I once left London on an affair of importance—namely, that of carrying a hostile message from a friend to a gentleman who resided near Marlborough, and found it so difficult to rouse the ostler, postboy, and the man who looked after the chaises, that I got no farther than Botham's at Salt Hill.

I left the Piazza Coffee-House, where the letter had been concocted demanding an apology or a meeting, about eleven at night, was kept waiting for more than a half hour at the "Red Lion," Hounslow, and only reached Salt Hill about half-past one in the morning. There, again, had I to awake the sleepy ostler and drowsy waiter, the latter of whom strenuously recommended me to sleep at the hotel and continue my journey at daylight. This I accordingly did; but what with the arrangement of the affair of honour, as it was called, and which ended amicably, I was nearly two-and-twenty hours on the journey by road that could now be accomplished with ease by rail in less than seven. I have alluded to two upsets that I have in the course of my life met with from private travelling-carriages. The first occurred in July, 1814, when returning with the late Duke of Wellington from Windsor to London. His Grace had been dining with the officers of the Royal Horse Guards (Blues), in which regiment I had the honour of holding a commission, when, as we reached Brentford, at night, the linch pin came out of the fore wheel of his carriage, by which it was upset.

Nothing would satisfy the people but drawing the carriage to London, which they certainly would have done but for the remonstrance of his Grace, which finally succeeded. After a delay of half an hour the damage was repaired, and we reached London in safety. The accident might have proved a fatal one, for we were travelling as fast as four good horses could take us.

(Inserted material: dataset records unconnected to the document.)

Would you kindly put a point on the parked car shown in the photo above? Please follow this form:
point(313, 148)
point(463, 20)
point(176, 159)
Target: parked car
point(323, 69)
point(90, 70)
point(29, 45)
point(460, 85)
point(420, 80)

Had such a calamity happened to Wellington, then in the prime of life, no one can hardly picture the consequences. Happily his life was spared to add another conquest to those he had won on the banks of the Douro, of the Tagus, the Ebro, and the Garonne. The second and last upset I had was on the night of my return from Canada, in 1819, when, in driving through Goodwood Park, the postboys drove over a bank and, to use a common expression, "floored the coach."